NervanaSystems / neon

Intel® Nervana™ reference deep learning framework committed to best performance on all hardware
http://neon.nervanasys.com/docs/latest
Apache License 2.0
3.87k stars 811 forks source link

Core dumped when running mnist_nlp example #408

Closed riccitensor closed 6 years ago

riccitensor commented 6 years ago

I cannot run the MNIST NLP example on Ubuntu 16.4. I run it like this:

(.venv2) gamer@gamer:~/neon$ python examples/mnist_mlp.py 
RuntimeError: module compiled against API version 0xb but this version of numpy is 0xa
terminate called after throwing an instance of 'std::runtime_error'
  what():  numpy failed to initialize
Aborted (core dumped)

My nvcc version is 8

(.venv2) gamer@gamer:~/neon$ nvcc --version
nvcc: NVIDIA (R) Cuda compiler driver
Copyright (c) 2005-2016 NVIDIA Corporation
Built on Tue_Jan_10_13:22:03_CST_2017
Cuda compilation tools, release 8.0, V8.0.61

When running check_gpu, I have

(.venv2) gamer@gamer:~/neon$ nvcc neon/backends/util/check_gpu.c && ./a.out; echo $?
nvcc warning : The 'compute_20', 'sm_20', and 'sm_21' architectures are deprecated, and may be removed in a future release (Use -Wno-deprecated-gpu-targets to suppress warning).
255
baojun-nervana commented 6 years ago

Can you upgrade to Neon2.2 or 2.3? It sounds a numpy version conflict.

wei-v-wang commented 6 years ago

Hi,

Your issues might be different but from this thread https://github.com/NervanaSystems/neon/issues/398#issuecomment-340120280

the following was tried to fix the numpy 0xb vs. 0xa error:

" I just rebuilt neon and tried

pip install --upgrade numpy --no-cache-dir to fix that error "

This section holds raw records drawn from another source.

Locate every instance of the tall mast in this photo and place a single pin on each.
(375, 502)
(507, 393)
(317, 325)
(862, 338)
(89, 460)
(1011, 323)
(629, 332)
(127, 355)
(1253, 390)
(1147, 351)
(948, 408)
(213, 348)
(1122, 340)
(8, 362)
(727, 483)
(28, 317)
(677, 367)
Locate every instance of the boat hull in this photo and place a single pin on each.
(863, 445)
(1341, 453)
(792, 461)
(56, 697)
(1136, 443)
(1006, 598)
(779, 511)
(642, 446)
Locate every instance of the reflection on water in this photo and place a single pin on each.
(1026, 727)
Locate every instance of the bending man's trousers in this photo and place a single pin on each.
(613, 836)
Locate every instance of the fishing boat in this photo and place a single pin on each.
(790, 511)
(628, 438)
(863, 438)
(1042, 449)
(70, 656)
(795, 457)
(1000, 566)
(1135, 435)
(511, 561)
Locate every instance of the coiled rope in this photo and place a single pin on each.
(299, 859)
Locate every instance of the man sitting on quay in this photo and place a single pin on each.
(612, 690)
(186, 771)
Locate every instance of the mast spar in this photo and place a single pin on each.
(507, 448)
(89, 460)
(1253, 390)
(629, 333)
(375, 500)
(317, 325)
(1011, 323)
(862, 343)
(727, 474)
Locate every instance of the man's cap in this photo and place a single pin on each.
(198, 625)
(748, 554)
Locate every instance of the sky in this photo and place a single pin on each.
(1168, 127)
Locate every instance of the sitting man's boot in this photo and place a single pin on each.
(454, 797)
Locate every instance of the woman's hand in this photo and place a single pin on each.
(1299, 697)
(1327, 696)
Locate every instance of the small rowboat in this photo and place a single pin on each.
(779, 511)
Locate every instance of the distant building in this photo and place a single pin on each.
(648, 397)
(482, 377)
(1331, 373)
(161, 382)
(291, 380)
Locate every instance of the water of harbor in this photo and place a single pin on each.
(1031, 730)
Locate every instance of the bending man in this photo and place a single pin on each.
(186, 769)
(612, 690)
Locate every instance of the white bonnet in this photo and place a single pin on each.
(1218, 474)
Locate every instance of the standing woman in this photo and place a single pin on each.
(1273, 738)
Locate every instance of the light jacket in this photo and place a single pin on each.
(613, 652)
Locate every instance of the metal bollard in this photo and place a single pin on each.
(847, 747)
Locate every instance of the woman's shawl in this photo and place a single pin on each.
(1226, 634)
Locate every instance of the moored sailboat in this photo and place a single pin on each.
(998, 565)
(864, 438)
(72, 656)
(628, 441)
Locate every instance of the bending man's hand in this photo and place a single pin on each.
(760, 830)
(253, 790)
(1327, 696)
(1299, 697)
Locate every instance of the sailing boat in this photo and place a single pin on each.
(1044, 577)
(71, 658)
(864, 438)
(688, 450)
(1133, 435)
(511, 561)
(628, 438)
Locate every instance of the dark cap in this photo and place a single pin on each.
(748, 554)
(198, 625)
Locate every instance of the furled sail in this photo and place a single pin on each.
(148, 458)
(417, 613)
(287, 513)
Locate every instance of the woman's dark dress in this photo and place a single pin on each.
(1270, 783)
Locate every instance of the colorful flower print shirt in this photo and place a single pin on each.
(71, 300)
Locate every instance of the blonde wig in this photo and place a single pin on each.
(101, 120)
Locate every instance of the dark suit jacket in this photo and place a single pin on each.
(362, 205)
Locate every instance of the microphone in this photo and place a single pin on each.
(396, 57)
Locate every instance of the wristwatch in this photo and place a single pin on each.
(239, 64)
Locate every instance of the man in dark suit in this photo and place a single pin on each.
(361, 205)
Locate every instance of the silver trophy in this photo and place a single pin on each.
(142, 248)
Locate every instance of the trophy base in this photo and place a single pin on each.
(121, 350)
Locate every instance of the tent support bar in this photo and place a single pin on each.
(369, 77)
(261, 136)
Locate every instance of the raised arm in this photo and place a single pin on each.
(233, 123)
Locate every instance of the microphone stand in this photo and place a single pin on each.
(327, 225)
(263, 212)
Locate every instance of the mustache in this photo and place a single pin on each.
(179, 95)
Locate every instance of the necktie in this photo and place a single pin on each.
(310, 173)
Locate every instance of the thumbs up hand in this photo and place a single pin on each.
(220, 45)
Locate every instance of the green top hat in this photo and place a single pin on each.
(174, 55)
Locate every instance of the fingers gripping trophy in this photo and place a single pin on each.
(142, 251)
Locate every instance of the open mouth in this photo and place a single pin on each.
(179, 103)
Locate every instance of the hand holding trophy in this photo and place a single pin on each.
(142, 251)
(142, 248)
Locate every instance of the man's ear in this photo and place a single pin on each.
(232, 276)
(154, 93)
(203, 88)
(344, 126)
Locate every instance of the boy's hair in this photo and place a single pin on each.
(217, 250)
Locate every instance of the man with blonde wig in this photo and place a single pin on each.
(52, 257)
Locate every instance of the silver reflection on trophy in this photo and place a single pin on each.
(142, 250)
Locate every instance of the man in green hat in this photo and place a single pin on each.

riccitensor commented 6 years ago

I installed the latest version of Neon. Also, I did upgrade numpy, but this time the error is "backend must be one of ('cpu'). First thing I see that that no CUDA-capable device is detected (I have GeForce 1070gfx, which seems to be supported https://en.wikipedia.org/wiki/CUDA#GPUs_supported)

baojun-nervana commented 6 years ago

which platform are you running? Can you specify the backend as "-b mkl" or "-b cpu"?

riccitensor commented 6 years ago

Ubuntu 16.4. "-b mkl" -> invalid choice: 'mkl' (choose from 'cpu'), "-b cpu" seems to work (10 epoch-training and the misclassification error 2.6%). Looks like, for some reason, GPU is really not supported, even though this is GFX 1070 (included in the CUDA-capable device list)

baojun-nervana commented 6 years ago

I just tested the example and it supports three backends - gpu, mkl and cpu. I am using the latest version v2.3.0 (we just released the newest version last Friday).

You may try to download the new version and build again, and pay attention if there is any error during the build.

riccitensor commented 6 years ago

You are right. Re-installed and now works smoothly with all backends.